Though this doesn’t violate any of the standards set by YouTube, it is still very likely to affect children psychologically. In this digital age, coupled with the pandemic and lockdowns, kids have gotten more into gadgets than ever. Since the screen is one of the main sources of learning for the little ones, they instantly pick up what they see their favourite kid celebs doing.

“A child clearly understands the difference between cartoon and real-life characters,” says Ozaira Zia, a grandparent and former associate professor of psychology at a university in Lahore. “When the latter are seen waving a magic wand, however, it becomes a problem. These videos expose children to some big names in toy manufacturing and retailing. First comes affordability, followed by availability.

“Even if you can afford the gorgeously gift-wrapped toy your kid has just watched being unpacked by the influencer, it could take a lot of time to reach the stores near you or get shipped to your place. Your little ones will soon get frustrated and move on to another toy that they see in the next video, while you have probably already spent money online.
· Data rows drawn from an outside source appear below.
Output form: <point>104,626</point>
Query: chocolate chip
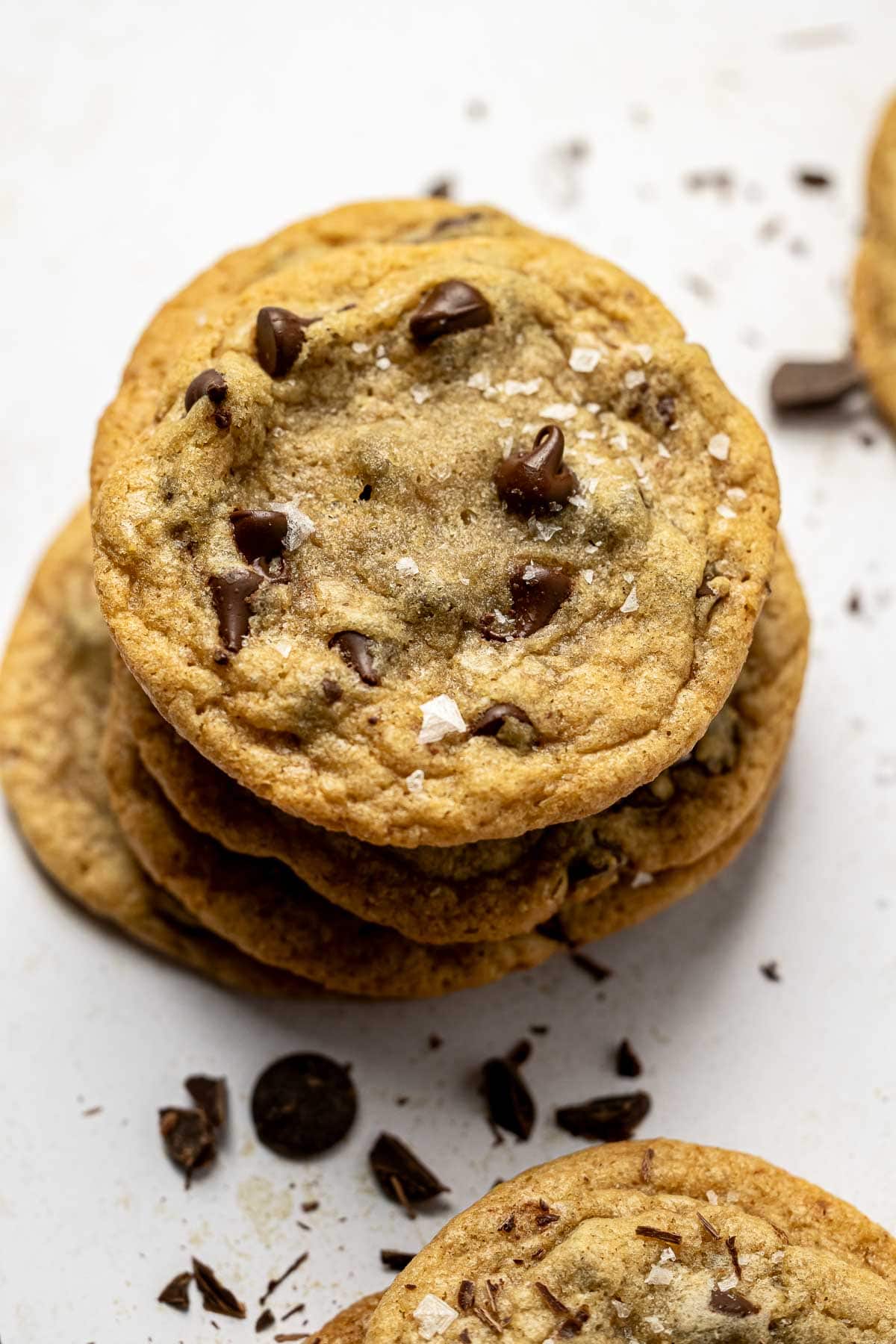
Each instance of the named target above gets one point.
<point>731,1303</point>
<point>452,307</point>
<point>395,1260</point>
<point>280,336</point>
<point>217,1297</point>
<point>401,1175</point>
<point>536,593</point>
<point>210,1095</point>
<point>208,383</point>
<point>178,1292</point>
<point>304,1104</point>
<point>536,480</point>
<point>609,1119</point>
<point>356,651</point>
<point>230,594</point>
<point>260,532</point>
<point>509,1101</point>
<point>812,385</point>
<point>188,1139</point>
<point>628,1063</point>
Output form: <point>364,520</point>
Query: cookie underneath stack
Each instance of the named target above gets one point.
<point>394,712</point>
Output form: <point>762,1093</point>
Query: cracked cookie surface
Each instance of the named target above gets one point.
<point>351,672</point>
<point>647,1241</point>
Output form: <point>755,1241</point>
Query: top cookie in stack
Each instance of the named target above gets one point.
<point>438,542</point>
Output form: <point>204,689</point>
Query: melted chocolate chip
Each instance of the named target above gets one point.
<point>536,593</point>
<point>260,532</point>
<point>302,1105</point>
<point>280,336</point>
<point>452,307</point>
<point>230,594</point>
<point>356,651</point>
<point>608,1119</point>
<point>401,1175</point>
<point>509,1101</point>
<point>538,480</point>
<point>188,1139</point>
<point>208,383</point>
<point>731,1303</point>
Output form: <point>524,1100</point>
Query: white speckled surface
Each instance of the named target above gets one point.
<point>141,141</point>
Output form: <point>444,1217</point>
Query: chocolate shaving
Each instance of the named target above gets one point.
<point>217,1297</point>
<point>609,1119</point>
<point>178,1292</point>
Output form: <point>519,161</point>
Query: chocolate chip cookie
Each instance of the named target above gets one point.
<point>54,685</point>
<point>496,889</point>
<point>460,542</point>
<point>645,1241</point>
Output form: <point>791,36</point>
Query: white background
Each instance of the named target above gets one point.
<point>141,141</point>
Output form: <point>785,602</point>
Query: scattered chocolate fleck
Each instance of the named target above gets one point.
<point>355,650</point>
<point>401,1175</point>
<point>208,383</point>
<point>452,307</point>
<point>538,479</point>
<point>274,1283</point>
<point>590,967</point>
<point>812,385</point>
<point>628,1063</point>
<point>217,1297</point>
<point>656,1234</point>
<point>731,1303</point>
<point>304,1104</point>
<point>230,594</point>
<point>178,1292</point>
<point>188,1139</point>
<point>395,1260</point>
<point>210,1095</point>
<point>509,1101</point>
<point>280,336</point>
<point>554,1303</point>
<point>260,532</point>
<point>609,1119</point>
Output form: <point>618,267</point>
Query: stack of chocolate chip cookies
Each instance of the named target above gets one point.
<point>442,616</point>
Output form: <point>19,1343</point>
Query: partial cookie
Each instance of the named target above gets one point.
<point>332,581</point>
<point>54,687</point>
<point>649,1241</point>
<point>875,277</point>
<point>496,889</point>
<point>199,305</point>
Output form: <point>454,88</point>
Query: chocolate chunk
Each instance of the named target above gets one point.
<point>280,336</point>
<point>302,1105</point>
<point>395,1260</point>
<point>509,1101</point>
<point>452,307</point>
<point>731,1303</point>
<point>230,594</point>
<point>260,532</point>
<point>178,1292</point>
<point>812,385</point>
<point>539,480</point>
<point>609,1119</point>
<point>628,1063</point>
<point>401,1175</point>
<point>536,593</point>
<point>208,383</point>
<point>188,1139</point>
<point>210,1095</point>
<point>356,651</point>
<point>217,1297</point>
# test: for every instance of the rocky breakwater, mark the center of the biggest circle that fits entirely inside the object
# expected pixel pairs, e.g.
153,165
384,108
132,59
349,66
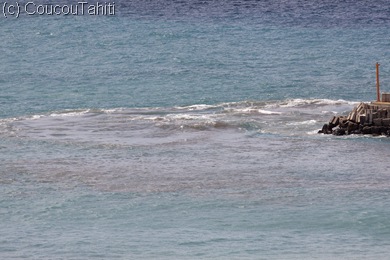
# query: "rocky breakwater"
366,118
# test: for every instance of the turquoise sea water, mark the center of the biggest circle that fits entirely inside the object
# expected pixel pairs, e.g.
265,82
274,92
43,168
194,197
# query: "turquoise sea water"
188,130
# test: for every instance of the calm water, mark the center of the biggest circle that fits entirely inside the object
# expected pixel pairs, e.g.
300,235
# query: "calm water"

It’s a vicious cycle.”

The availability of fully participative parents, seen 24/7 with ‘kidfluencers’, and involved in everything they do, is another unrealistic expectation this content creates in young minds who are oblivious to the fact that they are paid to do this. “In reality, even a stay-at-home parent cannot spare this much time for kids’ activities,” Zia points out.

“Some content doesn’t make any sense,” adds Sohail. “For instance, a girl making chocolate handprints on the wall or putting insects in her parents’ food.”
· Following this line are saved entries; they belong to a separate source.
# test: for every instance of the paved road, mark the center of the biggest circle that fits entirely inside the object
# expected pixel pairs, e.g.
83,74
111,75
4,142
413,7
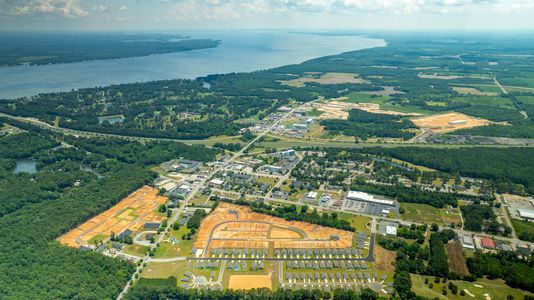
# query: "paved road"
195,190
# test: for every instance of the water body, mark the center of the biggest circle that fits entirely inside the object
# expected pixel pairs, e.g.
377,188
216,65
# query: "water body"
27,165
238,52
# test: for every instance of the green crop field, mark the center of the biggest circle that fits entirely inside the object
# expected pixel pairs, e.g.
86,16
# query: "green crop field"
427,214
496,289
136,250
519,81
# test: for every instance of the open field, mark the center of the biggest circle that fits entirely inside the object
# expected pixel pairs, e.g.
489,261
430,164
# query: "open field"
234,226
448,122
135,250
130,213
248,282
438,76
472,91
456,258
328,78
427,214
339,109
495,289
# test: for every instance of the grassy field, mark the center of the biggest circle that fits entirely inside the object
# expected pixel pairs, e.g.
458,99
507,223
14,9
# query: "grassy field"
526,99
358,222
164,270
427,214
519,81
136,250
496,289
366,98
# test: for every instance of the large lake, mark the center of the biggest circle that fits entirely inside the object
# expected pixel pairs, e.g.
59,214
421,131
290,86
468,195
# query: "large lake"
238,52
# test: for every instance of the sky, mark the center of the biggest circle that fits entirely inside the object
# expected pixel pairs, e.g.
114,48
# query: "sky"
266,14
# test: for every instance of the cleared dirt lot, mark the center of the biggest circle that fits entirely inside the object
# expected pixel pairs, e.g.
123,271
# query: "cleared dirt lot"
471,91
130,213
337,109
456,258
234,226
328,78
248,282
385,260
449,122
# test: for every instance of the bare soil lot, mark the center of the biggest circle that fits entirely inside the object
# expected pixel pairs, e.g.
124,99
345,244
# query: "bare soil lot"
328,78
448,122
456,258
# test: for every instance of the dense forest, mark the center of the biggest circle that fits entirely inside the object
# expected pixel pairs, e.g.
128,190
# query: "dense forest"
72,184
482,218
516,272
185,109
48,48
499,164
291,213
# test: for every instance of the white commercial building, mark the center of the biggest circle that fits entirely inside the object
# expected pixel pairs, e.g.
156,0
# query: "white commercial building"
312,195
526,213
361,196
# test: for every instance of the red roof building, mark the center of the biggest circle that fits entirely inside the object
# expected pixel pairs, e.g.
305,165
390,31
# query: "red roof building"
487,243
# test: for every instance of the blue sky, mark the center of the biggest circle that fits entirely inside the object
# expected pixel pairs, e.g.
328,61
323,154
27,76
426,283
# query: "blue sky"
263,14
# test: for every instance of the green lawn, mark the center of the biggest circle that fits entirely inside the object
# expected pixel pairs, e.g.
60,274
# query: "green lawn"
427,214
485,100
518,81
366,98
136,250
487,88
496,289
526,99
358,222
523,227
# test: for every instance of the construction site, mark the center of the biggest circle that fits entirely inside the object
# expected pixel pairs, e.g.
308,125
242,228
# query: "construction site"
448,122
234,226
131,213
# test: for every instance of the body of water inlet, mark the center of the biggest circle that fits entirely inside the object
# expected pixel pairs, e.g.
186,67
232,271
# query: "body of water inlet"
239,51
26,165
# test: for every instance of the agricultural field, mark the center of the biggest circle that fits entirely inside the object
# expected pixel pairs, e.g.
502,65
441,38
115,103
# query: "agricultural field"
495,289
130,213
471,90
448,122
427,214
518,81
456,258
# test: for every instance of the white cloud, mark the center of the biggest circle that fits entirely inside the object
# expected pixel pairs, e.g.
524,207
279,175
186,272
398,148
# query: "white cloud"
65,8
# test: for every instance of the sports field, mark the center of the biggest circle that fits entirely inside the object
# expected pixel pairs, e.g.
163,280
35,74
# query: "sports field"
130,213
234,226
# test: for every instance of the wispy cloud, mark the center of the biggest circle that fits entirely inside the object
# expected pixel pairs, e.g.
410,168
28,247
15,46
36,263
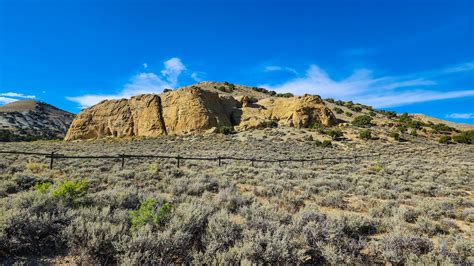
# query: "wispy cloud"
280,68
146,82
363,86
198,76
469,66
359,51
8,97
461,115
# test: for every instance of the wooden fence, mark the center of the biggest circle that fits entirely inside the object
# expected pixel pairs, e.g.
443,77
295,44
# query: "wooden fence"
220,159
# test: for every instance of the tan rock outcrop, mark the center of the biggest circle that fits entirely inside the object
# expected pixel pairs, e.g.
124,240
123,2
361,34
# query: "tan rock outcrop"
193,110
139,116
294,112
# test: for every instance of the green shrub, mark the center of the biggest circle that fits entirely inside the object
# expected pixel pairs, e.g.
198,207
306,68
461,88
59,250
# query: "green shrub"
349,104
268,124
338,110
319,127
397,248
442,128
285,95
395,135
150,212
362,121
365,134
70,191
323,144
335,134
42,187
226,130
154,168
402,128
466,137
The idea of right and wrong is best taught at this stage, but ‘kidfluencer’ content takes no responsibility in this regard. “From wasting food to spoiling their siblings’ school books, everything is casually considered as forgivable acts of annoyance to be laughed off,” says Tabinda Zia, 33, an executive accountant and mother of a toddler.

“There is no concept of ‘sorry’ or ‘thank you’, and hardly any educational content other than sponsored visits to expensive aquariums or museums,” she says. “Even if the videos are commercial, advertising should not compromise the basic set of values a kid must learn.”

Zia is concerned that, with these influences on children, disciplining kids has become difficult. “I am not against parents becoming friends with children, and playing games together, but the child stars in these videos often disrespect elders,” she says.

A toy manufactured anywhere in the world and advertised through YouTube channels is likely to reach a cross-section of homes with different incomes and budgets. For instance, the push-pop rubber bubbles toy recently became a crazy and costly fad around the world, thanks to the internet.

Do toddlers get stressed to a point where they need tangible stress relievers? As opposed to what these toy manufacturers claim, no parent would agree that pop-its and slime can actually calm their little ones down.

Taking into account children’s underdeveloped marketing literacy and vulnerability to embedded advertising practices, these channels must be pushed into assuming some responsibility and to combine education with entertainment.

With stricter controls in place, YouTube Kids could yet become a safe place for the young subscribers, even when parents are not around.